I've been following the development of prediction markets with considerable interest over the past few years. These are markets in which the opinions of many engaged experts are combined, the notion being that their combined opinion will be a better predictor of a future outcome than the opinion of any one of them. It's a notion that has proved right on many occasions.
One relatively simple circumstance in which it's possible to provide a mathematical proof of the 'wisdom of crowds' is where we have a number of judges, each making a binary prediction - for example, that team A wins or loses - and we combine those judges' individual votes to come up with a final prediction. The Condorcet Jury Theorem tells us that if each judge has a probability of being correct that is greater than 1/2 and if every judge's vote is statistically independent of all other judge's, then the more judges we have the greater is the probability that their combined vote with be correct. In fact, as the number of judges increases, the probability of their combined prediction being correct tends monotonically to 1.
Now let's get practical and think about how we might apply this result to the challenge of predicting line winners.
Finding a large - preferably infinite - number of footy 'judges', each of whom is guaranteed to tip line winners at a rate in excess of 50%, is problematic. In practice, the real question is: how many judges do we need such that, when combined, their predictions are correct more than about 53% of the time, which is the success rate that we need to overcome the vig on the $1.90 market price in line betting?
To answer this, it turns out, we need to know two things about the judges:
- How accurate are they each individually (I'll assume they all have the same accuracy rate)?
- How often do they both tip correctly? (I'll also assume that this is the same figure for all pairs of judges)
Armed with those assumptions, it's not hard to simulate the combined performance of the ensemble of judges, which is what I've done to produce the following chart.
(As usual, please click on the chart for a larger version).
Each panel in the chart corresponds to a particular number of judges and a particular accuracy rate for each judge. So, for example, the top left panel, which is labelled (3, 0.510) is the chart for 3 judges each of whom tips at a 51% accuracy rate. Within each panel, the rate at which any pair of tipsters co-predict winners runs from left to right (it's the axis labelled 'Both') and the overall accuracy of the ensemble runs from top to bottom (it's the axis labelled 'Rate'). Every point on each chart is based on 200,000 simulated predictions.
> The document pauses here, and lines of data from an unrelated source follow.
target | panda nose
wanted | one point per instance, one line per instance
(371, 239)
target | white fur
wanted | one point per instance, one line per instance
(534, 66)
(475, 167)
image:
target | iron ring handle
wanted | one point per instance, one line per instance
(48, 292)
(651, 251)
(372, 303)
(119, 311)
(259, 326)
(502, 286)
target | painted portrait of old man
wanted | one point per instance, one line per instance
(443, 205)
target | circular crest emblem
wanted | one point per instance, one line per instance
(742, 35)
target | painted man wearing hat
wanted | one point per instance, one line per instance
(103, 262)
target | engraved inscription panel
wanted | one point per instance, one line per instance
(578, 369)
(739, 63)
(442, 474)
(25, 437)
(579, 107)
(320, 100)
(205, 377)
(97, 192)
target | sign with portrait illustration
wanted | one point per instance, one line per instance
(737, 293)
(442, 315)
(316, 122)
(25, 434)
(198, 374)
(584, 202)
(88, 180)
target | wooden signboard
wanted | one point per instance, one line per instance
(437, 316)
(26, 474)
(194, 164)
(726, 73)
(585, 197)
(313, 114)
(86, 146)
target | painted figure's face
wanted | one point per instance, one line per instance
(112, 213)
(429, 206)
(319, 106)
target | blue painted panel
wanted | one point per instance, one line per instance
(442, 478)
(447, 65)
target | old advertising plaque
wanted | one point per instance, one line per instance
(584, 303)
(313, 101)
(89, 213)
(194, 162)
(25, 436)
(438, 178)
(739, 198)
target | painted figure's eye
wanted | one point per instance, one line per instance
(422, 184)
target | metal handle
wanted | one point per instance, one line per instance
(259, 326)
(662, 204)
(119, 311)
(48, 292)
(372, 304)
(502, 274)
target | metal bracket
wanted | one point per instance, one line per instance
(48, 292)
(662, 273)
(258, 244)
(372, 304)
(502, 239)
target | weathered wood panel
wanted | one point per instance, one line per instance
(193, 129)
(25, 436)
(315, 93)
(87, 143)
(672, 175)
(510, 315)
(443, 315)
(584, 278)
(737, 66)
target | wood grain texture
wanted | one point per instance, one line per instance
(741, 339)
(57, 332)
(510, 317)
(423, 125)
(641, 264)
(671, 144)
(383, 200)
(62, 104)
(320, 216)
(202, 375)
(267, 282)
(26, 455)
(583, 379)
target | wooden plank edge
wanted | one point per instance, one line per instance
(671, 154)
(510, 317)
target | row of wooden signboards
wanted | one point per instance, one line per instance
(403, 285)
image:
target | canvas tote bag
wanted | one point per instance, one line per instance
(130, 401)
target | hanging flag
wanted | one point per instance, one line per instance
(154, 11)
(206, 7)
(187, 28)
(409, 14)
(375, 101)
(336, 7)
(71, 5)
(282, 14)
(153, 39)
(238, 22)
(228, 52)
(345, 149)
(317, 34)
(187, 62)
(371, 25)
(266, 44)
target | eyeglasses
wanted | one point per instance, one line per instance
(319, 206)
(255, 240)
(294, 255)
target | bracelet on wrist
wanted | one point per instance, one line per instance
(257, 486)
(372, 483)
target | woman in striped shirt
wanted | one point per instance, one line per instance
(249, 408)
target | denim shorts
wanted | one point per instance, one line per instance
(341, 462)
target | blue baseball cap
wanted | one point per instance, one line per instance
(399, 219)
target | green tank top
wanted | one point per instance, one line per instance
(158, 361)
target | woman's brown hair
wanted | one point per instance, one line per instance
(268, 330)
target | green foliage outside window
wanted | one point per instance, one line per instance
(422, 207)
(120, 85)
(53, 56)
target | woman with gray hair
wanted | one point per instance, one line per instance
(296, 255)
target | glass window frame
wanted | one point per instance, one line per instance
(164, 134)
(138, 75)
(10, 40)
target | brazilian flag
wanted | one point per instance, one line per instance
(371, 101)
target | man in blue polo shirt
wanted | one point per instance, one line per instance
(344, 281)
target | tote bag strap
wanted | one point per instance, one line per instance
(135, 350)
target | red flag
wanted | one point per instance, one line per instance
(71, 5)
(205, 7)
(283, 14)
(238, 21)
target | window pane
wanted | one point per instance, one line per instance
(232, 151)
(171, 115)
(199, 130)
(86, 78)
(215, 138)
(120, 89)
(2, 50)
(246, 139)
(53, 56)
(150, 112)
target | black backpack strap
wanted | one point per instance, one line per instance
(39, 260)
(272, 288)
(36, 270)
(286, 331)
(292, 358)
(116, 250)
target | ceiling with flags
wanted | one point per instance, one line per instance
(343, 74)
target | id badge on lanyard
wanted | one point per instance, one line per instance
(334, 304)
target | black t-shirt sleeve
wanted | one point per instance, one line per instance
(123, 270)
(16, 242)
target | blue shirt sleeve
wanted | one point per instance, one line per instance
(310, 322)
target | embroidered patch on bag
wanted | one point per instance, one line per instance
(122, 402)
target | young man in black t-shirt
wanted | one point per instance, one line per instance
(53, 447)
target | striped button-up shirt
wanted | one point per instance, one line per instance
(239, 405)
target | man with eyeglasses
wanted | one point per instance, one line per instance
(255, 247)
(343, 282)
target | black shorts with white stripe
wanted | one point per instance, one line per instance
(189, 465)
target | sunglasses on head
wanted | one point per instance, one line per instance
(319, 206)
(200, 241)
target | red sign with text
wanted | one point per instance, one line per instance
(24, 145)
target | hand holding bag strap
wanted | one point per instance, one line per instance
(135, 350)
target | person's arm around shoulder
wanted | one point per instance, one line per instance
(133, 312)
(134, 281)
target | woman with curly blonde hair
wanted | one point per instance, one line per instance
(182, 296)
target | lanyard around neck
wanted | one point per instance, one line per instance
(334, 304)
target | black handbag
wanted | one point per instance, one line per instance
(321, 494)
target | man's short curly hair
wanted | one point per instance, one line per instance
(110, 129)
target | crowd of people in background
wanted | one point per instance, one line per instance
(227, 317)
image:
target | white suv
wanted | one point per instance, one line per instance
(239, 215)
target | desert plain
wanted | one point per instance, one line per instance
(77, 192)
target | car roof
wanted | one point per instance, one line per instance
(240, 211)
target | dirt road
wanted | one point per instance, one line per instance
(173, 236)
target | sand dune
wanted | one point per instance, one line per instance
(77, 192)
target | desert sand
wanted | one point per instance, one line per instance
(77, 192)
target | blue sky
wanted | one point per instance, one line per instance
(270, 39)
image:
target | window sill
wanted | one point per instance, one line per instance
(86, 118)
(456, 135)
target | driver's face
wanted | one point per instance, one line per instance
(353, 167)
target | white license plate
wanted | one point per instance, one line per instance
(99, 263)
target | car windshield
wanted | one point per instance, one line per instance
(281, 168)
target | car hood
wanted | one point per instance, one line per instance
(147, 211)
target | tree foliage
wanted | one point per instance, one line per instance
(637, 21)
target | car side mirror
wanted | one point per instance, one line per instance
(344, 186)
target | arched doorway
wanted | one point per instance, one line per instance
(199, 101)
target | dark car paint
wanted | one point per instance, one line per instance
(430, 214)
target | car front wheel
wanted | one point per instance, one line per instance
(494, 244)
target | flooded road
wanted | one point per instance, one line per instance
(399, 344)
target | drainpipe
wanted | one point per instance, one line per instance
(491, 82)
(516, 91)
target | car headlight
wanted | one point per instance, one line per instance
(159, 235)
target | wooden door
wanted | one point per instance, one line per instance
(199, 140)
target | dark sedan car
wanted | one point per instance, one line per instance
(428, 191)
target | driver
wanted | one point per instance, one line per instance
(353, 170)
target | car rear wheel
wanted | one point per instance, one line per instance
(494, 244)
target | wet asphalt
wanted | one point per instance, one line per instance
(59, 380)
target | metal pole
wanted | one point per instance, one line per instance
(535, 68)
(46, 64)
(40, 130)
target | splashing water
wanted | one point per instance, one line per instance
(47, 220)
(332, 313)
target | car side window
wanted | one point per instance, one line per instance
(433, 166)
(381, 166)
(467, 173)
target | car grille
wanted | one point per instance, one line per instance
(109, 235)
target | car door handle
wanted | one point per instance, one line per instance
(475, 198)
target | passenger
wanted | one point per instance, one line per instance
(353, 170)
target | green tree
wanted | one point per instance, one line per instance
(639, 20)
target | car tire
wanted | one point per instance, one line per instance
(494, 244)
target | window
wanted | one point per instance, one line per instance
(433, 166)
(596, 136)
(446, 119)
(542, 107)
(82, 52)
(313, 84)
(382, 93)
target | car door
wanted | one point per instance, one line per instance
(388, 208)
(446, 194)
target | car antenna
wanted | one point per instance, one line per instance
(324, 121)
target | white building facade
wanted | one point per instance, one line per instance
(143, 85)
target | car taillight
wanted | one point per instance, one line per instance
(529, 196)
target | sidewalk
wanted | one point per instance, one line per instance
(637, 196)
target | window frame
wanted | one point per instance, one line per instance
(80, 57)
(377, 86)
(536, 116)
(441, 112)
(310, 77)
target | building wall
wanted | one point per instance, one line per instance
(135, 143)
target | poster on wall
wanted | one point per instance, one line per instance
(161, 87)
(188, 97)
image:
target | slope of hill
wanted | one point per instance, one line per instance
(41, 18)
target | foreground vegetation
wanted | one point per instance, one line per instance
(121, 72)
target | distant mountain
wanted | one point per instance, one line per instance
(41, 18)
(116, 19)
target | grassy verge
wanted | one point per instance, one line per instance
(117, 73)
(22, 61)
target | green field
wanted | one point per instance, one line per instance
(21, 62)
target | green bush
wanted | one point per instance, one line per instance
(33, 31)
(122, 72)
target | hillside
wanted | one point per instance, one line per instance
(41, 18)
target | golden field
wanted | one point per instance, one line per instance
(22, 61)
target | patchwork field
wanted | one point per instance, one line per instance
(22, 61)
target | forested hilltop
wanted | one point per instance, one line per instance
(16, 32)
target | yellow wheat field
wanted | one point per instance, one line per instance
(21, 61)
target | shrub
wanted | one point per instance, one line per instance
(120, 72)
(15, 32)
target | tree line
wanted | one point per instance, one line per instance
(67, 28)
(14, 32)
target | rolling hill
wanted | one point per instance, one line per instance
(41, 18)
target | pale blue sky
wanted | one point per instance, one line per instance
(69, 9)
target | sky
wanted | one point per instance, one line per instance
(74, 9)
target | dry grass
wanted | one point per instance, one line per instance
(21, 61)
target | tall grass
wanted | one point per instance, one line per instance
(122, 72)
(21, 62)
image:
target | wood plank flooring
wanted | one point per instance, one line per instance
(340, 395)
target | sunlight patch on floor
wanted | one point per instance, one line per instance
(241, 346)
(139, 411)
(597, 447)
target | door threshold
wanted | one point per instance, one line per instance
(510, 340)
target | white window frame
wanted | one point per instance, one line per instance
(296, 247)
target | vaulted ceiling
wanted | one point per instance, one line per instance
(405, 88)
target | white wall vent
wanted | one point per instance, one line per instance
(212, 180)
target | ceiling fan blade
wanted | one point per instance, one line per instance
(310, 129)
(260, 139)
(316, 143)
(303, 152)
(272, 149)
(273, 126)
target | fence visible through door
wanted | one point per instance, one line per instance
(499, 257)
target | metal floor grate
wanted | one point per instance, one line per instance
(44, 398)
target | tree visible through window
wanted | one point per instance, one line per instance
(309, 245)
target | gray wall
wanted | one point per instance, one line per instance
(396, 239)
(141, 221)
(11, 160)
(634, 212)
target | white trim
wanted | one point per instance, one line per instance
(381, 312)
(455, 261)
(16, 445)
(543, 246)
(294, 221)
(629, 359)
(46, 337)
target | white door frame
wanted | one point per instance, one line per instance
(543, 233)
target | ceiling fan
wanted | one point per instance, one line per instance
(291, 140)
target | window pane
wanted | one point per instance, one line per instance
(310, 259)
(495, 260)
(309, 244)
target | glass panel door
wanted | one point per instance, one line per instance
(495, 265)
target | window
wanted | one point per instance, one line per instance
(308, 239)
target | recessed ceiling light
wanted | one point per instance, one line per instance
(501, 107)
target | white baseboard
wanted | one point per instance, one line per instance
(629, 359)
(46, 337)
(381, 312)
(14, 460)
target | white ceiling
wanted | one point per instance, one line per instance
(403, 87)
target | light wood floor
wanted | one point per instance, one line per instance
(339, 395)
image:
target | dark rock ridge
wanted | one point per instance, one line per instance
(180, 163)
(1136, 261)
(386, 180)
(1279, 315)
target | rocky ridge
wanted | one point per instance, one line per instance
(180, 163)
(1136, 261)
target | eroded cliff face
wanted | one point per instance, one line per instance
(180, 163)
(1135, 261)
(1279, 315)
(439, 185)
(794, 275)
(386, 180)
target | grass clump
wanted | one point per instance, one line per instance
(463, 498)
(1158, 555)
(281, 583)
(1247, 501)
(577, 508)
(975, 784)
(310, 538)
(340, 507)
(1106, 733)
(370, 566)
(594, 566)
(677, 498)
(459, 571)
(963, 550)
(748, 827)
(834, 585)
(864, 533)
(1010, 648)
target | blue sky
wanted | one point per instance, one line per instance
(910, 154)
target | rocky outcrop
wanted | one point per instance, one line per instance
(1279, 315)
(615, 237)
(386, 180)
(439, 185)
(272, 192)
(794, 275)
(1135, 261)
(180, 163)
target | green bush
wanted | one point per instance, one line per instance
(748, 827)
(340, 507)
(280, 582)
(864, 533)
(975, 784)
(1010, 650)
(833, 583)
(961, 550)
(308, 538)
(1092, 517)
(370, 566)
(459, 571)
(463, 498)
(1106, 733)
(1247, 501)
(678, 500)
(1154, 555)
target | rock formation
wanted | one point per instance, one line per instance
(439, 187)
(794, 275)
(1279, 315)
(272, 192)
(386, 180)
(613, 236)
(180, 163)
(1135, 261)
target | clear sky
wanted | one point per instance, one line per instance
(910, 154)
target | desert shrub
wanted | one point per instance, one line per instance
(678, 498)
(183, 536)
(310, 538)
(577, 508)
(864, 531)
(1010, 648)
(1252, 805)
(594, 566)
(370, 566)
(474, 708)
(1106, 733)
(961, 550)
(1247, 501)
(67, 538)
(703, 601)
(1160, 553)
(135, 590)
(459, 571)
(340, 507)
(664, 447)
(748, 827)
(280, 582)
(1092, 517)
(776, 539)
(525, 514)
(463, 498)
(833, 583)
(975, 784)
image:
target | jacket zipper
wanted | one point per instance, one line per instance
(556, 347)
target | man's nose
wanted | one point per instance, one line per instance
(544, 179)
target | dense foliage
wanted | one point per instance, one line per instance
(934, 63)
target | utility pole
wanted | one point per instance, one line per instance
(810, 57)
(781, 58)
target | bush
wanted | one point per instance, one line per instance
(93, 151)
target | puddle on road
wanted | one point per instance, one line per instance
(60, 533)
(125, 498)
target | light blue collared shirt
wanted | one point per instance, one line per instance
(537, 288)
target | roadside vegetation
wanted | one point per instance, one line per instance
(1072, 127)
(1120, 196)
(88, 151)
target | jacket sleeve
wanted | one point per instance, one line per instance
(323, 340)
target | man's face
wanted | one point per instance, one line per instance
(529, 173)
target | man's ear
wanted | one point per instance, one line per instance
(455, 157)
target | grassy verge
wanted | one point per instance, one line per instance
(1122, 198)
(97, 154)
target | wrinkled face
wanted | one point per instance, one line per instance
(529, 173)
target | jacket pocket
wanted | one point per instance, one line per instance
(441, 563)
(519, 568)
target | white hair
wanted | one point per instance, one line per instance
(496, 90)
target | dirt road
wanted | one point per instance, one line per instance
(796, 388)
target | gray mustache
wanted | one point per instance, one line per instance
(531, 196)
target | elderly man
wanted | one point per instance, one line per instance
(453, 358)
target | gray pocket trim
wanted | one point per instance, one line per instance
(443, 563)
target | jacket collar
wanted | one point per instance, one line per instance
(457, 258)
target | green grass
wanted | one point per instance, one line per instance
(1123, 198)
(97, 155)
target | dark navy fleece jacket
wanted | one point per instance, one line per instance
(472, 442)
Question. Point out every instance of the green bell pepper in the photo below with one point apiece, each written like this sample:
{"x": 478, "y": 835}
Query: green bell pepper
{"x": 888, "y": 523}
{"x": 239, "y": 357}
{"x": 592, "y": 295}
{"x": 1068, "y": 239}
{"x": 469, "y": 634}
In general, an ensemble is more accurate if:
- it contains more judges
- each judge is more accurate
- any pair of judges is less likely to co-predict a winner (statistically, this means that the less correlated are the predictions of any pair of judges, the better is the ensemble. It's the power of asset diversification in prediction form.)
It is possible to build a profitable ensemble of line-result predicting models with only 3 underlying models, but they'd each need to be correct 52.5% of the time or more, and the rate at which they co-predicted winners would need to be less than 35%.
If we could find as many as 11 models with the requisite characteristics, we could profit with an accuracy rate for each model of 'just' 52% and a winner co-prediction rate of less than 35%.
How might one go about creating such an ensemble of models? One approach would be to come up with as many variables as you can think of that could be predictive of line betting results and then build a number of models each using only a subset of those variables. The subsetting should reduce the winner co-prediction rate across models, though ensuring that each resultant model had an acceptably high accuracy rate is likely to be a challenge.
Nonetheless, it's an interesting approach ... maybe next year.